Yeah Bill Murray was great in his prime [youtube]http://www.youtube.com/watch?v=gOwhG_y0HQg[/youtube]
The European Central Bank is expected to end emergency lending to Greece's banks on Sunday, the BBC understands. The country's banks depend on the ECB's Emergency Liquidity Assistance (ELA). Its governing council is meeting later. Greece will probably have to "announce a bank holiday on Monday, pending the introduction of capital controls", a source told the BBC's Robert Peston. The bailout for heavily indebted Greece expires on Tuesday and talks have broken down. Greek banks would find themselves in serious straits as soon as Monday if the ECB went ahead and cut the lifeline, the BBC economics editor says. Capital controls are restrictions on how much customers can withdraw from banks. Until now, the Greek government has signalled that it does not want to impose such controls.
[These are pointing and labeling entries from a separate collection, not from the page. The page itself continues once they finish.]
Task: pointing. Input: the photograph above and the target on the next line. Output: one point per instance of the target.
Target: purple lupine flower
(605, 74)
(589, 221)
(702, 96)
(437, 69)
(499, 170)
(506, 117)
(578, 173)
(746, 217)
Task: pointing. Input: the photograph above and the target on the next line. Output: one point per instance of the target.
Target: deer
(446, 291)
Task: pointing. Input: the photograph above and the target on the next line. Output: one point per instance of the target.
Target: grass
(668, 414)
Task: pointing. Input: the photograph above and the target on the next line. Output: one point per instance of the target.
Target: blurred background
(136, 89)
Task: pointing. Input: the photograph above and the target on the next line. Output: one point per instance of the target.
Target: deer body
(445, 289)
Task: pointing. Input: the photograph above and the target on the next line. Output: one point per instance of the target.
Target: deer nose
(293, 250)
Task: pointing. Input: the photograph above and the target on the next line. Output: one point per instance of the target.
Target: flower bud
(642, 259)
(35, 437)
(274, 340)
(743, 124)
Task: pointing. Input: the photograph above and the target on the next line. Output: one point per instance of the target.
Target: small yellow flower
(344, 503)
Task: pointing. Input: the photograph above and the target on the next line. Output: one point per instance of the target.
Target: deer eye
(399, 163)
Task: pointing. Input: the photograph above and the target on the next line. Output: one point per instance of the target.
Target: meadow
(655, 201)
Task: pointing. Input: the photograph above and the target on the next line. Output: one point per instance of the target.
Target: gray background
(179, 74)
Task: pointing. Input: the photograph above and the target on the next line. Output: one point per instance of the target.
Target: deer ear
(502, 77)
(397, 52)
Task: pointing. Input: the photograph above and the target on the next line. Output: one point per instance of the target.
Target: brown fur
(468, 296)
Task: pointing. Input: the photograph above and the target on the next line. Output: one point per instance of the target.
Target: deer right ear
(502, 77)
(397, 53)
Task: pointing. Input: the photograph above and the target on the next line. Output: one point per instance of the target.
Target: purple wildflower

In recent weeks, Greeks have withdrawn billions of euros from banks, and long queues formed at cashpoints on Saturday, amid fears that banks would not open on Monday. The ECB has been sending emergency funds on a daily basis to the Greek central bank, which then allocates it to the high-street banks. Grexit risk looms Austria's Finance Minister Hans Joerg Sche Bbc news
If I recall correctly, didn't Russia lend a few billion to Cyprus on reasonably good terms. May sound a bit dramatic but there is a precedent. If Greece looses all emergency funding she is in some serious trouble and quickly. As much as I believe Greece will be better off in the long term without taking on more debt from the ECB, the rate of social collapse and hardship would be enormous. They must have another source of funding up their sleeve to play such a dangerouse game of cat and mouse with the money they desperately need. Remember it's not the money they don't want - it's the terms....Enter Russia and her cashed up friends to the east.
Sunday trading has already seen German index drop close to 4%, I'm sure the rest will follow (if not, drop more) tomorrow
The crazy thing is that the ECB owes Greece 1.9B but won't use that for debt payments and won't release it to pay the 1.6B owed without a deal...that seems like a pretty reasonable request by the Greeks, they aren't even asking to hold the money so there's no risk of them keeping it, they just want to use the money they are entitled to for the next debt payment.
ok so there is a difference between ending it, maintaining it at its current levels and raising it. the ECB has said it will maintain it at its current levels http://www.ecb.europa.eu/press/pr/date/2015/html/pr150628.en.html If there has been a draw down in funds over the weekend question is if the top up on friday was enough to cover this weekend
O.k I apoligise its not 'fantastic' news.......But this outcome could have been resolved months ago. Its taken '5 whole months' to come to the same conslusion that they new was going to happen. And that is a Greek exit from the Euro? They new they could'nt afford all the bailots in the first place???
The ECB could still be pulling the rug under the greeks if the bank of greece has requested more money and they have rejected the raising it instead leaving it at its current level.